Abbie Parr / Getty Images Sport / Getty

To watch Joel Embiid play basketball, or to listen to him talk, it's impossible to imagine the Cameroonian superstar ever doubting himself.

But back before he'd played an NBA game, while he was still working his way back from the recurring foot fractures that cost him his first two seasons, and while his future in the league was still very much in question, things got dire for the prodigious Philadelphia 76ers center.

"My body died," Embiid told reporters Friday, according to Tim Bontemps of the Washington Post.

"At some points, I wanted to quit. There were surgeries after surgeries, and I didn't really believe in myself. I didn't feel good about my body."

All that changed, though, once Embiid played his first NBA game - a 20-point, seven-rebound, two-block outing against the Oklahoma City Thunder in October 2016.
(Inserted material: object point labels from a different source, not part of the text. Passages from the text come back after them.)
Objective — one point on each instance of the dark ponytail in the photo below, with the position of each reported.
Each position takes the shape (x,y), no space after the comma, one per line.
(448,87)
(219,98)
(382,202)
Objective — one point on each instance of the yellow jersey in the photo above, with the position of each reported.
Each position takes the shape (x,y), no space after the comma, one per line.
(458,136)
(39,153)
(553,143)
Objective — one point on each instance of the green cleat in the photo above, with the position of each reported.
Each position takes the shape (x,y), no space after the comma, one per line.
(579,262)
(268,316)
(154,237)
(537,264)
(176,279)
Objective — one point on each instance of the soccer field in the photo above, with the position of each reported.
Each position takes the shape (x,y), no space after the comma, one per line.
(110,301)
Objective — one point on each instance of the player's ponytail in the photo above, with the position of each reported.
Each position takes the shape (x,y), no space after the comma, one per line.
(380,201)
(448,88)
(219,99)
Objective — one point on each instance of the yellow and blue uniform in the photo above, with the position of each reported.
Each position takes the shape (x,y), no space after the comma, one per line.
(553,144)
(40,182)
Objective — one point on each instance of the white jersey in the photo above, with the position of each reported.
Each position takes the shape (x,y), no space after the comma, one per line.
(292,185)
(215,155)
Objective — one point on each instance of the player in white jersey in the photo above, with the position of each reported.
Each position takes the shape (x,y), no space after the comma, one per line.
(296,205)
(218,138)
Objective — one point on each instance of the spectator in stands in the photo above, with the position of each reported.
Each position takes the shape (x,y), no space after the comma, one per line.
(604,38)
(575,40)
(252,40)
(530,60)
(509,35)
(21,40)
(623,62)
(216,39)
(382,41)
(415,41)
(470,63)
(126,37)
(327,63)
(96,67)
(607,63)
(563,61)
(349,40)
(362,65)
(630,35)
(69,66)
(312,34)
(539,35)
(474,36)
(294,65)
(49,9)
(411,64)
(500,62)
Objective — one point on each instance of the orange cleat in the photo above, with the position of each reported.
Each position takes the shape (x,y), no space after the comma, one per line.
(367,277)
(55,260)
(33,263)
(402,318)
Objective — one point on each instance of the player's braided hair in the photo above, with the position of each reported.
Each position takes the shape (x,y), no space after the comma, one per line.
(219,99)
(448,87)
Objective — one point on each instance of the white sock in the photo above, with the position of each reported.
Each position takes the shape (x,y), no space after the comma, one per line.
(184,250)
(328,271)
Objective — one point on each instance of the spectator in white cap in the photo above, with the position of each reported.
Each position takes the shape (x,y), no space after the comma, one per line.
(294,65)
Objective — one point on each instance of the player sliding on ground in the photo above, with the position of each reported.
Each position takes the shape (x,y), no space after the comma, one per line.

"Once I played in my first game, I figured out I was going to be one of the best players in the league, if not the best player in the league," Embiid said. "So from that day, I just kept pushing and now I'm here."

Here, for Embiid, is in Los Angeles, where he's set to play in his first NBA All-Star Game. Healthy now in his second season, the 23-year-old earned a starting nod by putting up 23.7 points, 11.1 rebounds, 3.1 assists, and 1.8 blocks through 44 games, while carrying the Sixers to the seventh-best record and third-best point differential in the Eastern Conference. He's already one of the league's best players, but he doesn't want to stop there.

"I really feel like I have the potential, and I'm not even kidding about it," he said. "I have the potential to be the best player in the league."